After the ride, we went into the museum. We saw a skeleton of a lady with a leg problem; one leg was in perfect condition, whilst the other leg was too thin. We had just seen her in the settlement on the ride and she carried crutches made out of bone.
Shortly after, we went to an area where a Viking was standing behind a table. He showed us some artefacts that they had found which included a comb made out of antler and an ice skate made out of a horse’s shin bone that had been found down the toilet. We found that part rather disgusting.

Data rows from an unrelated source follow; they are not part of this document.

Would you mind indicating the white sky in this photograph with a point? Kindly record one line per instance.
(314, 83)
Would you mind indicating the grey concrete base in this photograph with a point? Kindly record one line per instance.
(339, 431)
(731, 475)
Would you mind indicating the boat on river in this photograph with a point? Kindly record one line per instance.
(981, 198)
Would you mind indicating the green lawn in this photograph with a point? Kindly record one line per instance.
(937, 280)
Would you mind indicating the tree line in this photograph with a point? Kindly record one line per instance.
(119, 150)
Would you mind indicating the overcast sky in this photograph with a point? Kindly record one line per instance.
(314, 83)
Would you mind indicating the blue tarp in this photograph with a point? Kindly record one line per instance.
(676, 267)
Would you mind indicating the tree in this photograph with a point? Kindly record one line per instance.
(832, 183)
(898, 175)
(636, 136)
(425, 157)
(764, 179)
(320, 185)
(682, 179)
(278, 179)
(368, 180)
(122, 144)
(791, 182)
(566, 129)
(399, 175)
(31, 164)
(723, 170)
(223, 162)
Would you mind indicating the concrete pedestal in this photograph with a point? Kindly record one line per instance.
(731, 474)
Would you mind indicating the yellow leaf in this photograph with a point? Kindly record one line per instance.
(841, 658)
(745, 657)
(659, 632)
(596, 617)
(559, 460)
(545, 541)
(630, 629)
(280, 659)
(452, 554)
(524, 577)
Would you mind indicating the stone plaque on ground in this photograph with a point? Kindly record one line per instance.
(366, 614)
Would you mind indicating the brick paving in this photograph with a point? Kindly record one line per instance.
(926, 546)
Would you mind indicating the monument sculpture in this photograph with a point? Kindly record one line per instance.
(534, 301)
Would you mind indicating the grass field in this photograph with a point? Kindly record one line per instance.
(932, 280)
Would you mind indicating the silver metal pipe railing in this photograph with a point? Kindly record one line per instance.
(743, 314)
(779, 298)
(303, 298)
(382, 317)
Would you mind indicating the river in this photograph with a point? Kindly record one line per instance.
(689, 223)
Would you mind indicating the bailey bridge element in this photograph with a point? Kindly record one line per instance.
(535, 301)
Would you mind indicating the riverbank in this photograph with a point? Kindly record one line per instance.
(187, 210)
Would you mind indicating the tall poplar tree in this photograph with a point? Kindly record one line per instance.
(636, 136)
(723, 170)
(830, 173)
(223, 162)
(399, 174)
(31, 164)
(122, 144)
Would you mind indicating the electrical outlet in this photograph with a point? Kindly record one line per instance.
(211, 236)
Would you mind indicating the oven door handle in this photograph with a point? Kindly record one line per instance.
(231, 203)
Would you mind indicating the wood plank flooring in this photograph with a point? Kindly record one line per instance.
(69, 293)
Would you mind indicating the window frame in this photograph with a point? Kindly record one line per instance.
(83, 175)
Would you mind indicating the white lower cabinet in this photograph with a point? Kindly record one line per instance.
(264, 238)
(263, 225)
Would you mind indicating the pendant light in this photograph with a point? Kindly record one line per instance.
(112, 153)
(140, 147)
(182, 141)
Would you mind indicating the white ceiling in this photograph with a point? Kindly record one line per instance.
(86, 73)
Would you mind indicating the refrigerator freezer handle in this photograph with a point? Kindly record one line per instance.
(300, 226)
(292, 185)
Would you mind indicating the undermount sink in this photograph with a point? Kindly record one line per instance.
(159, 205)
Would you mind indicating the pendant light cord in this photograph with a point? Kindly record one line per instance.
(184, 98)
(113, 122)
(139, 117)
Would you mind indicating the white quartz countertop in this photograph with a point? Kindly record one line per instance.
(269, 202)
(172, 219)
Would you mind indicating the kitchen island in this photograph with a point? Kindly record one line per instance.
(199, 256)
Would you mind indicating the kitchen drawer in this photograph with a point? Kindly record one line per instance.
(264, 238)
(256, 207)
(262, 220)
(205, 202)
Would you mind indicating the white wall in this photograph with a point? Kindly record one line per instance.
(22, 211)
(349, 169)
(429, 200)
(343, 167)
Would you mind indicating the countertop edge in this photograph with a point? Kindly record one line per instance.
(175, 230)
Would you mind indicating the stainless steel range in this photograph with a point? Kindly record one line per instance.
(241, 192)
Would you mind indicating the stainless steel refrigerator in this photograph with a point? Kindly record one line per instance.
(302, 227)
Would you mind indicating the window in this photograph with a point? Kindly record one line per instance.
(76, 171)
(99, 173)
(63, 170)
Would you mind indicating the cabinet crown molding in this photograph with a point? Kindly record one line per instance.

Once we had studied the artefacts, we went to see a coin maker to witness how Vikings made coins. First, you get a stamp that is stuck in a log of oak wood. Then, you place a piece of metal on top of it. After that, you get another stamp and hit the back of the stamp with the hammer. The resulting piece of metal is now worth 16 chickens (true in Viking times but sadly not true now)!
On the second day in York we visited the Yorkshire Museum where we learnt more about dinosaurs, Medieval times, Romans and the Tudors. First we went into the Jurassic exhibition where there were six trays full of tiny shreds of rubber. We started to feel around and we discovered we had to slowly move the rubber to one side to find the dinosaur fossils inside, just like Mary Anning; fossil collector, dealer, and palaeontologist of the 18th century. Next we were ushered into a grand hall to try on Tudor clothes. There were fighting costumes and also long, frilly dresses with hula hoops attached to make the skirts stick out which were a particular favourite.
We then completed a workshop with a ‘Viking’ called Bjorn. We passed round many artefacts that people had discovered in York. There was a Viking ‘fidget-spinner’ called a buzz burner; a leather shoe that was in one piece (there are only twenty left in the whole world), a comb made from horse bone and a treasure chest key.
We then made belts and buckles. Some girls used a troll symbol to represent these mythical creatures which Vikings actually believed in.
The Vikings also played a game called Trip,Trap,Troll which is where the game Tic Tac Toe originated from. Also, did you know that Father Christmas came from a festival in the Viking times called Yule? A mysterious man came and delivered presents just like Father Christmas.
Finally, it was time to go home after two days of fun. The trip has now officially replaced Jarrow Hall as the best school trip we have ever been on!